Ankara’nın ‘hayati sorunu’
Raporda, Musul sorununun Türkiye’yi cemiyete katılmaktan da alıkoyacağı ve bunun da Berlin’i rahatsız etmekte olduğuna yer verilmişti. Nadolny, kendi ifadesiyle Musul sorununu Türkiye’nin hayati önemdeki mücadelesi olarak tanımlıyor ve Almanya’nın Türkiye’ye karşı İngiltere’nin yanında olduğu izlenimi vermekten kesinlikle kaçınması gerektiğini vurguluyordu. İngiltere ise bu konuda Türkiye’yi sürekli olarak sıkıştırıyordu; bu sıkışıklık Ankara’yı Moskova ile anlaşmaya sürüklemekteydi. Yine bu yüzden Türkiye Batı’dan da uzaklaşıyordu.

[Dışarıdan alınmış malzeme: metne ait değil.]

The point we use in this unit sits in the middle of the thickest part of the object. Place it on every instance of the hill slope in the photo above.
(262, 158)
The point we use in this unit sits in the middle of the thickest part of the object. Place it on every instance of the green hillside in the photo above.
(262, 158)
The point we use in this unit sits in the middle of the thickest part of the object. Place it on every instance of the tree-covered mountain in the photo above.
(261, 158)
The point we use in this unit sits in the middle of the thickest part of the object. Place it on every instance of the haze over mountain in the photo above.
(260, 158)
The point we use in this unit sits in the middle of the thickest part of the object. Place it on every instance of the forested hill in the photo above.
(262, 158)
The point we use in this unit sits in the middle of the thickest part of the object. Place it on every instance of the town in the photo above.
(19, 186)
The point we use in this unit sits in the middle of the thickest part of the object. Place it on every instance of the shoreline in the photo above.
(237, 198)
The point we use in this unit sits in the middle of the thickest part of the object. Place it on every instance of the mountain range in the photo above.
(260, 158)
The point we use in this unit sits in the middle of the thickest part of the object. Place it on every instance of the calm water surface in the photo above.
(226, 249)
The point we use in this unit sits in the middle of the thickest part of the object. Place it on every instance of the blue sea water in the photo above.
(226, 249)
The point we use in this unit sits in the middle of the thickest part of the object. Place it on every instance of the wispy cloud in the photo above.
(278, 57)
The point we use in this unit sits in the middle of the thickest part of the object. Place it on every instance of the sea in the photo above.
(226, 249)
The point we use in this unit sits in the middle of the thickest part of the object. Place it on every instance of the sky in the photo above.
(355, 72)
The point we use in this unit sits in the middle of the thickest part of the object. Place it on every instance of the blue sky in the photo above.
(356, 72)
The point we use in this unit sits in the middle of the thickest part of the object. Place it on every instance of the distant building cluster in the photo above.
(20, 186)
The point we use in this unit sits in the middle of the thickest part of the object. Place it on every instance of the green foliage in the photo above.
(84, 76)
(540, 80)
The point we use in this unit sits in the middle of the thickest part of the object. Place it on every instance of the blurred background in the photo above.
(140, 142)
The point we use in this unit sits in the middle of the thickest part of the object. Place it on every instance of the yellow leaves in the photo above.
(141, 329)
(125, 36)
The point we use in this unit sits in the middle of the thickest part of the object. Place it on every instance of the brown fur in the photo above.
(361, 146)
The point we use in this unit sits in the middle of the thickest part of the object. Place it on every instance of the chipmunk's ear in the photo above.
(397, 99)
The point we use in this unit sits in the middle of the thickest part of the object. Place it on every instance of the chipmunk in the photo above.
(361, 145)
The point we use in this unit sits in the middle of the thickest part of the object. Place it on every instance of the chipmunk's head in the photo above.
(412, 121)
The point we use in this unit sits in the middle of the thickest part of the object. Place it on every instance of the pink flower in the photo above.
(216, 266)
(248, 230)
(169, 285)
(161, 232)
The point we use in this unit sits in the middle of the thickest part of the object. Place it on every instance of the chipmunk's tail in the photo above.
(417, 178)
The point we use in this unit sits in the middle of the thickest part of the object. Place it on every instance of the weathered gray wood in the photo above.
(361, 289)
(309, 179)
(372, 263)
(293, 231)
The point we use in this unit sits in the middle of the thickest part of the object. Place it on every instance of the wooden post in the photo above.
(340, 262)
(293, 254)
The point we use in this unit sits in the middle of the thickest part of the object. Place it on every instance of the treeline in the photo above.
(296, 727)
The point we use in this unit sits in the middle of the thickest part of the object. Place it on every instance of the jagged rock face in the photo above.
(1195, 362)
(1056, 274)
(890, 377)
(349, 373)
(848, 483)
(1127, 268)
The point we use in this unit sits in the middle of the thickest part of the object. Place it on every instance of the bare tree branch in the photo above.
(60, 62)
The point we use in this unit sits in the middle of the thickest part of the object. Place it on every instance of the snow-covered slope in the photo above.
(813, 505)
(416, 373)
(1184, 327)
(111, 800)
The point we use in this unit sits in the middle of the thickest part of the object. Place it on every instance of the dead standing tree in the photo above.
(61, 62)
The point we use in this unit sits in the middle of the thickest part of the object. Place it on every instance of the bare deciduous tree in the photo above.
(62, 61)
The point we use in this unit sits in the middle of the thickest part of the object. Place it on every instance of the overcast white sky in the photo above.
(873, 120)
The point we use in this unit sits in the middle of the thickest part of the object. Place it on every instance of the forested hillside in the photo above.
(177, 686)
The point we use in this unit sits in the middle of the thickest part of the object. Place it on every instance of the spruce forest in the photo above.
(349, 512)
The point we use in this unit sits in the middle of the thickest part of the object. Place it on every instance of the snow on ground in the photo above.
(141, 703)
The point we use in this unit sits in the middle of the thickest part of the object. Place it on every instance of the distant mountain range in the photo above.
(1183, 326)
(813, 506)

Nitekim Türkiye Dışişleri Bakanı Tevfik Rüştü Aras, cemiyetin kesin kararından sonra Nadolny’e “İngiliz budalalığı”ndan söz edecektir.
Nadolny’nin Türkiye analizi
Nadolny bu kez 1926 yılında yazdığı bir başka raporda, Ankara’nın dış politikada hayli zorda kaldığından söz ediyordu.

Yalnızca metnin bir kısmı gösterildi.